Viviendo a caballo entre Madrid y Málaga, tuvo que comprar millones de billetes de AVE, una obligación mecanizada que despachaba en cualquier parón. Tenía la tarjeta de oro de Renfe o la de platino o la de diamante, o algo así. El tren fue una segunda oficina. Le dio mucha pena (y rabia) cuando retiraron de los vagones las revistas y los periódicos de papel. No comprendía esa carencia, por más que se hubiera adaptado al universo digital con plena naturalidad. Lo uno no quitaba lo otro, creía.
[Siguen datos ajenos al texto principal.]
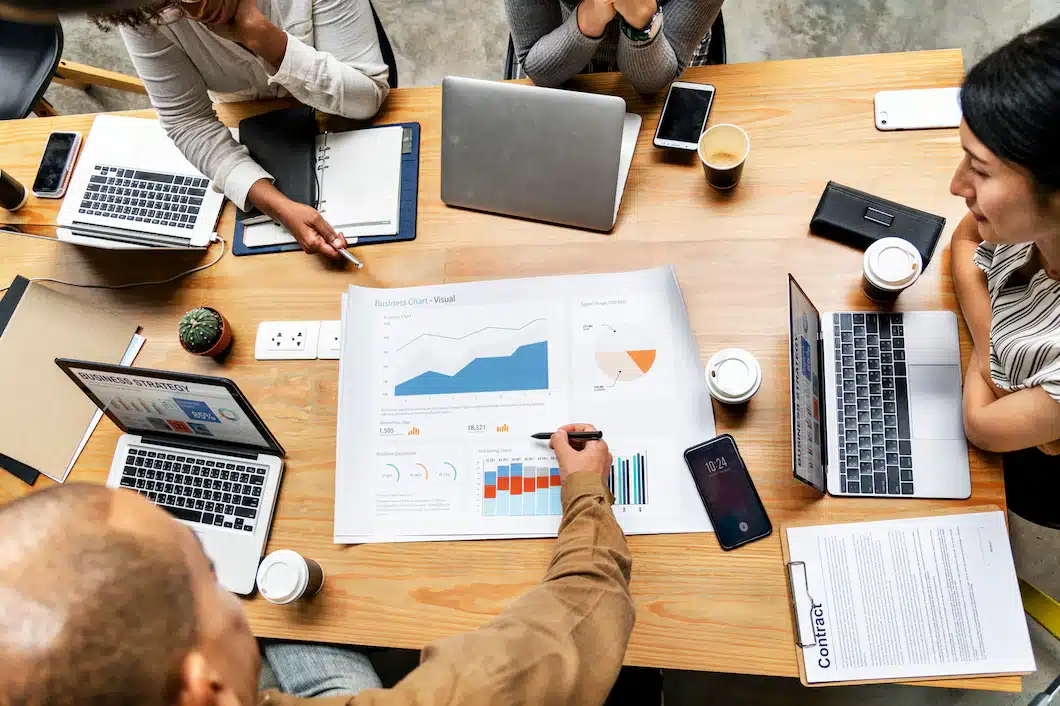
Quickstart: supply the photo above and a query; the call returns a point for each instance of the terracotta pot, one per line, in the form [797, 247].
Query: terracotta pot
[223, 342]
En unos días iba a viajar con sus Anas a Nueva York, para rematar las vacaciones. Conocía bien la ciudad de los rascacielos porque en sus tiempos mozos la frecuentó gracias a la cooperación necesaria en el hospedaje que le brindaba Eduardo Lago, colaborador allí del suplmento Culturas de Diario 16. No hubiera dejado de personarse frente la imponente fachada de The New York Times para hacer una reverencia al sumun de sus fetiches periodísticos.

En el histórico rotativo Gay Talese devino en maestro de la escritura de obituarios. Hacerme escribir este, amigo Javier, ha sido una cabronada que no te perdono, un rejonazo negro en el verano azul. Y lo peor de todo es que esto sí que no lo puedes arreglar. No podrás venir, en menos de cinco minutos, a darme un palmotazo en la espalda y decirme: “Venga, vamos a comer, anda”. Qué pena, y qué mierda.